Nate Silver: Thank for for reading, Dan. A lot of our beats are pretty cyclical. This has been a HUGE few months for sports and a slow time for politics. But we’re still publishing lots of great stuff about politics, economics and other issues. You can navigate to our Politics front page or follow our Politics RSS feed if you don’t want to see the sports stuff (and come to think of it, maybe we should set up a Twitter feed for our politics & economics stuff too). At the same time, there’s an element of our philosophy where we’d rather publish serious takes on unserious subjects (like burritos) as opposed to unserious takes on serious subjects (i.e. half-baked politics coverage when there isn’t the sort of news we’re good at covering).

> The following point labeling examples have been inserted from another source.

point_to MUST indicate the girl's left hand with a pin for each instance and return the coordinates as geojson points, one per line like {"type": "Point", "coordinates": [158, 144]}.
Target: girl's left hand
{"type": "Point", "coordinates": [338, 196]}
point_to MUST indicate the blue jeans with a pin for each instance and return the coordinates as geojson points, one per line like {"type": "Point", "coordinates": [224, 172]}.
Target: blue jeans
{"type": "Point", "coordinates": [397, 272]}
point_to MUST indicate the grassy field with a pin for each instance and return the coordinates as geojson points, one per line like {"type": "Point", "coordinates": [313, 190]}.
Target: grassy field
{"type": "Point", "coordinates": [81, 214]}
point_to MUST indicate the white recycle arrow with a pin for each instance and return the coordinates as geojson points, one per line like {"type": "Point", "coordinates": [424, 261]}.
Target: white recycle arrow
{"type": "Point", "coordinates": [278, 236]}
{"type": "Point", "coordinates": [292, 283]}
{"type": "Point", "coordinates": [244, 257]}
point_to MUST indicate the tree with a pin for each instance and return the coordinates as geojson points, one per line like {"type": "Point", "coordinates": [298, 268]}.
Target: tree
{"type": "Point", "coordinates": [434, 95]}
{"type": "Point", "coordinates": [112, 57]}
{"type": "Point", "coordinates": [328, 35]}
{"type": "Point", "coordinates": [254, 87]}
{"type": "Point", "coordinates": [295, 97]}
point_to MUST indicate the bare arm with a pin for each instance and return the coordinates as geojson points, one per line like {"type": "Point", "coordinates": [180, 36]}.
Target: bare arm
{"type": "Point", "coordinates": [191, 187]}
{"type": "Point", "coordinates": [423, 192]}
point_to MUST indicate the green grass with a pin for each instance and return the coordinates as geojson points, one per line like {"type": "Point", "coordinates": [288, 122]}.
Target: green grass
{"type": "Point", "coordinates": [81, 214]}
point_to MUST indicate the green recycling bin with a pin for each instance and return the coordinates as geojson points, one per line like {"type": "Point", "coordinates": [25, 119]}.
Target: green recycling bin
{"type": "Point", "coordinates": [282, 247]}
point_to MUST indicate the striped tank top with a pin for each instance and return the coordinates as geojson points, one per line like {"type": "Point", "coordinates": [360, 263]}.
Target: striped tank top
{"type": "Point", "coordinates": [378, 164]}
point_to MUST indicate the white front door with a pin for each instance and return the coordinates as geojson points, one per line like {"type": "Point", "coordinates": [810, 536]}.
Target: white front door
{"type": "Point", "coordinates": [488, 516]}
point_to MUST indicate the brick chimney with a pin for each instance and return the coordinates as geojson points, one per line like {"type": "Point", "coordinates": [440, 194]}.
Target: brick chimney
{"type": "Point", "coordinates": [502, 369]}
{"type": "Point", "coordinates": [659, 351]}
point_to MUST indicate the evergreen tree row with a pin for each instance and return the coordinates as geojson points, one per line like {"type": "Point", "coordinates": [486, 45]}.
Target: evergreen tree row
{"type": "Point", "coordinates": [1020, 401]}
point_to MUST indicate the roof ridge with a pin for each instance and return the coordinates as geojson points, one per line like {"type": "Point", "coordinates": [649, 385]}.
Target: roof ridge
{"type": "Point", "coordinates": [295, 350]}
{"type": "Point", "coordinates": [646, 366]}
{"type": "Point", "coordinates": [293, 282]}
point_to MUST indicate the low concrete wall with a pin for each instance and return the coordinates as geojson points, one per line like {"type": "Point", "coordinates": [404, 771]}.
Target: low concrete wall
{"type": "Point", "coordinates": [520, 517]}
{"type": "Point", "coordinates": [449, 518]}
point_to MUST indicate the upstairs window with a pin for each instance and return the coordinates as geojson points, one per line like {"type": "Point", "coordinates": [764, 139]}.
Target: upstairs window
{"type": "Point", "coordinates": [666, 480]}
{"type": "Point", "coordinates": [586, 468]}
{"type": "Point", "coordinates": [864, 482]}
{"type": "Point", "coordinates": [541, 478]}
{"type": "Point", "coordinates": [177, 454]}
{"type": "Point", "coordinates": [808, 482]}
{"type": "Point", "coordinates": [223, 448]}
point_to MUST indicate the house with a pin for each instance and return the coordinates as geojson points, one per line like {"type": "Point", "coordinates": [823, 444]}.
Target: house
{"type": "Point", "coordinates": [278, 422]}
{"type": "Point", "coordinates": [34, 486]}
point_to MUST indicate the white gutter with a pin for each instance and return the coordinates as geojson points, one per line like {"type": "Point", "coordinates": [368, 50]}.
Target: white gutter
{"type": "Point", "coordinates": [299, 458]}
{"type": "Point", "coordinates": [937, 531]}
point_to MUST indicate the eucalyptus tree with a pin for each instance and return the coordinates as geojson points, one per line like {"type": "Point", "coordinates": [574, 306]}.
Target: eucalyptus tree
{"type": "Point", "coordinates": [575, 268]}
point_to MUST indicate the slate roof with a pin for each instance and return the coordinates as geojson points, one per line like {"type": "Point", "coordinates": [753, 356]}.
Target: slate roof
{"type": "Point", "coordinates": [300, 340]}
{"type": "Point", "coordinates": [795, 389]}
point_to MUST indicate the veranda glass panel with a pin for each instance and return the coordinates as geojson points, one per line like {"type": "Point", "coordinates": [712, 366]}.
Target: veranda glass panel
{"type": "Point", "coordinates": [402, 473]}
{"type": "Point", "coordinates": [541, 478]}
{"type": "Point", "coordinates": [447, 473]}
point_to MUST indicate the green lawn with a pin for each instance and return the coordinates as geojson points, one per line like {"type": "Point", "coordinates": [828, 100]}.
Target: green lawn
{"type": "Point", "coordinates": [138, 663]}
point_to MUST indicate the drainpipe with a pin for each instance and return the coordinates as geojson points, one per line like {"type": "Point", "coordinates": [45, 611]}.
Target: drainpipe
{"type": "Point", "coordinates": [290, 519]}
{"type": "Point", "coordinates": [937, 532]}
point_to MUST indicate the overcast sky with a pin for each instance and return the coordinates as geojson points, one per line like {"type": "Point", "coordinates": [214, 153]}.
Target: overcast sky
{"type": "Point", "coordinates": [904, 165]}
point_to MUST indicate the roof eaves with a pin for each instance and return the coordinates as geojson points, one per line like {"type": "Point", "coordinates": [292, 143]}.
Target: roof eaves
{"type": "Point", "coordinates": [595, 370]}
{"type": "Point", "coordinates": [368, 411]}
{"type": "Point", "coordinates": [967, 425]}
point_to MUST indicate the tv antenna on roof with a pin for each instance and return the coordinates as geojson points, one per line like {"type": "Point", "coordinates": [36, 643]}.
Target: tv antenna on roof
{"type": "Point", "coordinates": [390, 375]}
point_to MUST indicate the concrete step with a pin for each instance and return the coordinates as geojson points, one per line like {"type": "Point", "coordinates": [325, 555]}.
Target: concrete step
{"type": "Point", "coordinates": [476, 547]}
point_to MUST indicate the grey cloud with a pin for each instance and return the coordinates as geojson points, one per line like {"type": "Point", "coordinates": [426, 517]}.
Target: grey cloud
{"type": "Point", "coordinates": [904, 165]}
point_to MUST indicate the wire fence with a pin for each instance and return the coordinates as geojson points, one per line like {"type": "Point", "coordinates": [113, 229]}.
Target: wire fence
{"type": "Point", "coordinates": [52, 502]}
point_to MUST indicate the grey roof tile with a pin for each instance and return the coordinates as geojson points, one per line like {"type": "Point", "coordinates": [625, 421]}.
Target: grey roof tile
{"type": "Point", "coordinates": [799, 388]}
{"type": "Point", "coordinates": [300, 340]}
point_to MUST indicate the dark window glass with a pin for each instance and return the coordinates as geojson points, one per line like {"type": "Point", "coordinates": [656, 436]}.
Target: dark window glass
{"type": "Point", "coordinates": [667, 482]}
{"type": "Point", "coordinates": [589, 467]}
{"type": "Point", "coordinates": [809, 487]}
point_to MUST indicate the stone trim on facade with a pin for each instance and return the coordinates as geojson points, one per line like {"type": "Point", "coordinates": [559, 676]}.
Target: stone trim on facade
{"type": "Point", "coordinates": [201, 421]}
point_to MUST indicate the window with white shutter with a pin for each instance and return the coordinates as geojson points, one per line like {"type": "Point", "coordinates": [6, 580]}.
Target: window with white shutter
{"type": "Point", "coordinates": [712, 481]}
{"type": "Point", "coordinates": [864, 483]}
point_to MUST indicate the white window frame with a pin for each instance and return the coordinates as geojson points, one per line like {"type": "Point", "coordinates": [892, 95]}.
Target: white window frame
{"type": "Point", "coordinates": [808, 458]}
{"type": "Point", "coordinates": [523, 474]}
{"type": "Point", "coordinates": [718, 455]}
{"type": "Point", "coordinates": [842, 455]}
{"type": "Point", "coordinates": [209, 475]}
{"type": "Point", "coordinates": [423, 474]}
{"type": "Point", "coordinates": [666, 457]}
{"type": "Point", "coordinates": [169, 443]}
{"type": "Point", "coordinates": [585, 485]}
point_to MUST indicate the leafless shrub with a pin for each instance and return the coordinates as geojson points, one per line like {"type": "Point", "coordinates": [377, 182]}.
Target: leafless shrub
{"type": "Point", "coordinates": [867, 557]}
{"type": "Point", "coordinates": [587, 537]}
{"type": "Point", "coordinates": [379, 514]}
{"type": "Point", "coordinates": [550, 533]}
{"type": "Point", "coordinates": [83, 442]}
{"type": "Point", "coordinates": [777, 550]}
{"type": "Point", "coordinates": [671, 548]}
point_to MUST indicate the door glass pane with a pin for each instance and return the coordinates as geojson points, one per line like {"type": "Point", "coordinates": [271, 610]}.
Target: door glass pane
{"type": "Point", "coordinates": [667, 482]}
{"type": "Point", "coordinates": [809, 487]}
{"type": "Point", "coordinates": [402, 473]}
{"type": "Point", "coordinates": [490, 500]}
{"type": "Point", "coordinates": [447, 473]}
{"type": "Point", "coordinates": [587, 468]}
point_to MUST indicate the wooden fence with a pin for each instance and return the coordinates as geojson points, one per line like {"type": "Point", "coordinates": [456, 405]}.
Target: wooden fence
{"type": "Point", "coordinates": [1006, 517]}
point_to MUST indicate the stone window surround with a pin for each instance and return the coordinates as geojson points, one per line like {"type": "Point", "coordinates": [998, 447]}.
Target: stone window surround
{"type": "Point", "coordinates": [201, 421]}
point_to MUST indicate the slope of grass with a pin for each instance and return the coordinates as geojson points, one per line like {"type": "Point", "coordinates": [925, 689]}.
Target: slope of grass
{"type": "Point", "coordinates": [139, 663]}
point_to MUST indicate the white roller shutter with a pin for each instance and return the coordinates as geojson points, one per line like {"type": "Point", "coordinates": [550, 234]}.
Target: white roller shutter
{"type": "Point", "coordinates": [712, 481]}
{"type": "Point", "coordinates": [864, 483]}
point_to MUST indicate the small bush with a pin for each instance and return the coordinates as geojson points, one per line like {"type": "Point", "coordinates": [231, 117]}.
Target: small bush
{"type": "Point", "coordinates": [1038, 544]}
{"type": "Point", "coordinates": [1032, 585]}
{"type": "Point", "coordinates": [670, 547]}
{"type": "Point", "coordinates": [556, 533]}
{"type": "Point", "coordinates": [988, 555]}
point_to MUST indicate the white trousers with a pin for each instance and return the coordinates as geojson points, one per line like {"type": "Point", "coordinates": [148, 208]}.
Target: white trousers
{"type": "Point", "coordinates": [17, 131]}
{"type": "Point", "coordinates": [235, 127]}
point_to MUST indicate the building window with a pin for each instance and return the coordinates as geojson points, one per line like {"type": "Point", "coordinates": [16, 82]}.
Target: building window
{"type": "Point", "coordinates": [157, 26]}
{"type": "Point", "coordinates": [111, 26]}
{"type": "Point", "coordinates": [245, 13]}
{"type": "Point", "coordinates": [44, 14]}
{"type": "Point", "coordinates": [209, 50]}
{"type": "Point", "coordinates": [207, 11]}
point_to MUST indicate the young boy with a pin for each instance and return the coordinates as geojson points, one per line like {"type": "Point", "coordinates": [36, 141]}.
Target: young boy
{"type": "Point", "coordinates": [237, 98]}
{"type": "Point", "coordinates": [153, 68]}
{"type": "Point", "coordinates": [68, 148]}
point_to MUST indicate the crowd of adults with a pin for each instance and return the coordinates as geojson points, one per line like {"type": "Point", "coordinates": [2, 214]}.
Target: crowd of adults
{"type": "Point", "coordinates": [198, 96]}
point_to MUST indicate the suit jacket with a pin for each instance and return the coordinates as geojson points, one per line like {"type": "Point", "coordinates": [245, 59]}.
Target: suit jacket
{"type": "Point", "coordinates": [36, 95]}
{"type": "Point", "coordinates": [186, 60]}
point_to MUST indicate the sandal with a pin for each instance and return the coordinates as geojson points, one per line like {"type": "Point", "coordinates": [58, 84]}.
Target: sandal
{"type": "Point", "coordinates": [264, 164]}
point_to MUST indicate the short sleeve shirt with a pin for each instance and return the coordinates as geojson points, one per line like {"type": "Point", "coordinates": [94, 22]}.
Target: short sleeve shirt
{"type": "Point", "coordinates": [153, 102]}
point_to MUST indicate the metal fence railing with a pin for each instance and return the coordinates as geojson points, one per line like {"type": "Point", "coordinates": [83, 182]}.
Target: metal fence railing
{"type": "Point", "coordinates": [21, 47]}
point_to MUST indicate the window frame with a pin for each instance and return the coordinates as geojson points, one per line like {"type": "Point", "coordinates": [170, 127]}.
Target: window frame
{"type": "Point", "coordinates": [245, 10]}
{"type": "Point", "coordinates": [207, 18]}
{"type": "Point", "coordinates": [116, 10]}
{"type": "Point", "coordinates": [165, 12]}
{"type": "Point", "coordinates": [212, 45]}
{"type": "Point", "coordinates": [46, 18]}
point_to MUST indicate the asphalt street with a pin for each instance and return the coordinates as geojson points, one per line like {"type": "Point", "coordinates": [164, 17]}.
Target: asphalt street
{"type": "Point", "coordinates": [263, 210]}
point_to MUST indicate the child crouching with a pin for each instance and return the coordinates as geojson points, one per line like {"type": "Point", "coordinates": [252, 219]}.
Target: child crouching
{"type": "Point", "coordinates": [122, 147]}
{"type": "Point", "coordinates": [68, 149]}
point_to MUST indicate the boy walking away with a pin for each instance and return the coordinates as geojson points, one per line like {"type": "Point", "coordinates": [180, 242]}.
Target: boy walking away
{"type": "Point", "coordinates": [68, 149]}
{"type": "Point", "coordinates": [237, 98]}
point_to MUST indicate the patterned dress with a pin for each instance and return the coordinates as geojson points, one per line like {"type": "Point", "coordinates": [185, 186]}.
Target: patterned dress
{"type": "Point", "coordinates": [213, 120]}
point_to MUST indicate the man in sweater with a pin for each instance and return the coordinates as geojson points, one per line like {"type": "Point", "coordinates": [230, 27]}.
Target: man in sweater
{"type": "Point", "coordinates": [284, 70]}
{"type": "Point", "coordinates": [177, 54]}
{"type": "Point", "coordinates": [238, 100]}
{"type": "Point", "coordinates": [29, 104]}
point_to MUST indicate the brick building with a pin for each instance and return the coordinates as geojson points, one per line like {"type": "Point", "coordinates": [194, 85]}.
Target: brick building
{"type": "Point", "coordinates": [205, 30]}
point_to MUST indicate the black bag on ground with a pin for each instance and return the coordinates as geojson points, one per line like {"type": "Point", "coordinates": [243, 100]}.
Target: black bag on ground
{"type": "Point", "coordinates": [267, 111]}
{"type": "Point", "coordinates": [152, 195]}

Kunbi Adeyemo: There is this public impression that “numbers don’t lie” but every day I see misleading charts with axes that are non zero used to exaggerate trends. What are your thoughts on helping the public understand the limitations of data, no matter how “big” (or at least learn the right questions to ask when presented with a number/visualization)?
Nate Silver: Kunbi — thanks for the question. … One of my pet peeves is that people associate me with the idea that the world is super predictable using “big data”. In fact, there are a LOT of limitations and a lot of problems (that’s what my book is about). Some things like American elections are more predictable than people assume — but MANY other things are LESS predictable than people think. At the same time, one should always be comparing data-driven approaches against the alternatives. Maybe a statistical model isn’t great at predicting soccer — but is it better than the pundits?
Chris Rees: Do you think data journalists have the obligation to be transparent with respect to the parameters imputed into their predictive models and the methods they use to derive these predictions. Why or why not?
Nate Silver: I think ALL journalists ought to value transparency. We don’t always publish our data and code — we’re getting better about that — but even when we don’t, we strive to make it very clear to the reader exactly what assumptions we’re making. The idea is to show the reader something rather than telling her something. (p.s. One of the best things about being detailed in describing your methodology that is that it makes it much clearer when you’ve made a mistake.)
Neil Bhatiya: What is the probability you would have to fight either 1 horse-sized duck or 100 duck-sized horses in your life time?
Nate Silver: I doubt that this will come up, but if it does, I’d prefer the horse-sized duck. The problem with the 100 duck-sized horses is that, even if you have a 99% probability of killing each one, the odds of successfully killing ALL of them is only 37% (0.99^100). (p.s. that’s the last question for now. This was really fun and we’ll do it again sometime.)